I thought this was really strange. From the dealer's perspective, not only is such an overt display of favoritism highly unprofessional (even after the other guy has left the table), but why should she care who wins or loses, or what anybody's playing style is? I could understand it if the guy was a jerk. Then it would be perfectly natural to wish to see him taken down. But as I've said several times, he was really a charming, happy-go-lucky person whom it would impossible to dislike. He was never rude, never churlish, never a sore loser, always complimenting other players on good hands and good play, an extremely generous tipper, etc.

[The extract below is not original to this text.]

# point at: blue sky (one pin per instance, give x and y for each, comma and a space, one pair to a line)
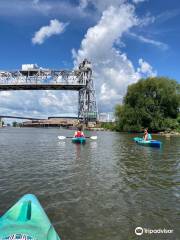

As for the other players, they should have hated that hand--first, because it made a big chunk of chips a helluva lot harder to win than if they had stayed in Geek Maniac's stack, and, second, because it for the first time revealed me to be a lot more potentially tricky and difficult to put on a hand than they had presumably believed prior to that point. Logically, it made no sense for them to be happy with the outcome. But I guess for some people, the emotional revenge satisfaction factor meant more than the implications for their chances of leaving the game winner. Personally, when I see a big pot go down between other players, I always either love or hate the result based on my assessment of whether that mass of chips just became easier or harder to take home; I'm rooting for the worst player to win. Once again, I guess I have to face the fact that the way I think about things just isn't shared by most of the rest of humanity.
Just a "BTW" thing that occurred to me for the first time last night: Since "Venetian" is the adjectival form of "Venice," why isn't it spelled "Venecian"?